Tudo o que deveria ter dito



Agora eu era o herói
E o meu cavalo só falava inglês
A noiva do cowboy
Era você além das outras três
Eu enfrentava os batalhões
Os alemães e seus canhões
Guardava o meu bodoque
E ensaiava o rock para as matinês


“Querida Hermione,
Tenho muito para dizer, porém não sei bem como começar...”


Ron estava deitado na grama do jardim da Toca há duas horas, tentando começar sua carta, sem obter grande progresso. Olhou para o céu, procurando alguma resposta, porém o sol o cegou momentaneamente, naquela bela e quente manhã de primavera.

“Espero que você compreenda o mau jeito. Bom, você sabe que escrever nunca foi meu forte, por mais que você se esforçasse em me fazer estudar.”

“Boa, Ronald, isso está um lixo!” – ele pensou, desanimado – “Mas eu preciso continuar.”

Agora eu era o rei
Era o bedel e era também juiz
E pela minha lei
A gente era obrigado a ser feliz
E você era a princesa que eu fiz coroar
E era tão linda de se admirar
Que andava nua pelo meu país


“O que você deve saber é que eu te amo demais, mesmo que nunca mais ouça o som da sua risada, sinta o cheiro dos seus cabelos ou olhe bem nos seus olhos. Está tudo guardado no meu coração desde que te vi no Expresso de Hogwarts e fiquei fazendo papel de bobo. Como, aliás, eu fiz durante quase 7 anos inteiros.”

O homem suspirou e deixou uma lágrima nostálgica passear pelo seu rosto sardento.

“Você, inteligente como sempre, entendeu de cara que eu era um idiota ciumento e apaixonado, no nosso quarto ano. Eu, imaturo e teimoso, não quis dar o braço a torcer. Mas eu nunca estou do lado certo quando discutimos, não é? Enfim, depois do episódio com Víctor Krum, eu, aos poucos, fui descobrindo o que sentia. E, se a Ginny não tivesse me tirado do sério, nós talvez tivéssemos ficado juntos antes.”

Não, não fuja não
Finja que agora eu era o seu brinquedo
Eu era o seu pião
O seu bicho preferido
Vem, me dê a mão
A gente agora já não tinha medo
No tempo da maldade acho que a gente nem tinha nascido


Ron ouviu alguém xingando baixinho e levantou a cabeça, que olhava para o pergaminho, a tempo de ver um gnomo correndo de um gato peludo e se escondendo num buraco no chão. Suspirou suavemente e continuou com sua carta:

“Eu, contudo, acho que nós nos aproximamos no momento certo, quando eu finalmente consegui amadurecer, parar de brigar com você por motivos imbecis e me render ao nosso amor. A coisa mais maravilhosa que aconteceu em toda a minha vida. Naqueles segundos, no meio da guerra, em que você correu atrás de mim e me beijou – eu digo ‘segundos’ porque não idéia de quanto tempo se passou – meu coração acelerou como nunca tinha acontecido, nem quando eu jogava quadribol.”

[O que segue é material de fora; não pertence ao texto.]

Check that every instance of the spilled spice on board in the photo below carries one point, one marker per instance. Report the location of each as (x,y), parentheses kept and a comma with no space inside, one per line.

O ruivo fechou os olhos para se lembrar com mais clareza dos detalhes: os dentes de basilisco caindo, os braços dela ao seu redor, o beijo.

Agora era fatal
Que o faz-de-conta terminasse assim
Pra lá deste quintal
Era uma noite que não tem mais fim
Pois você sumiu no mundo sem me avisar
E agora eu era um louco a perguntar
O que é que a vida vai fazer de mim?


“Você trouxe a verdadeira magia à minha vida, deu cor aos meus dias, me ensinou a amar de verdade, construiu o homem que sou. Eu, tolo, nunca soube retribuir e agora não posso mais segurar essa emoção guardada em mim. Deveria ter dito isso enquanto era tempo.Obrigado, minha Mione.

Com amor, seu Ron.”


Ele se levantou da grama, agora chorando baixinho, lacrou a carta, colocou Bichento no colo e entrou no carro dirigido por Hugo, de tão abalado que estava para aparatar, para o cemitério de Godric’s Hollow.
Aproximou-se, então, da lápide onde estava escrito: “Hermione Jane Granger Weasley, amada filha, esposa, mãe e amiga.”
Beijou o envelope e o colocou em frente à lapide e então sentiu seu coração se aquecer de modo familiar, o que lhe deu a certeza de que ela não o havia deixado por completo.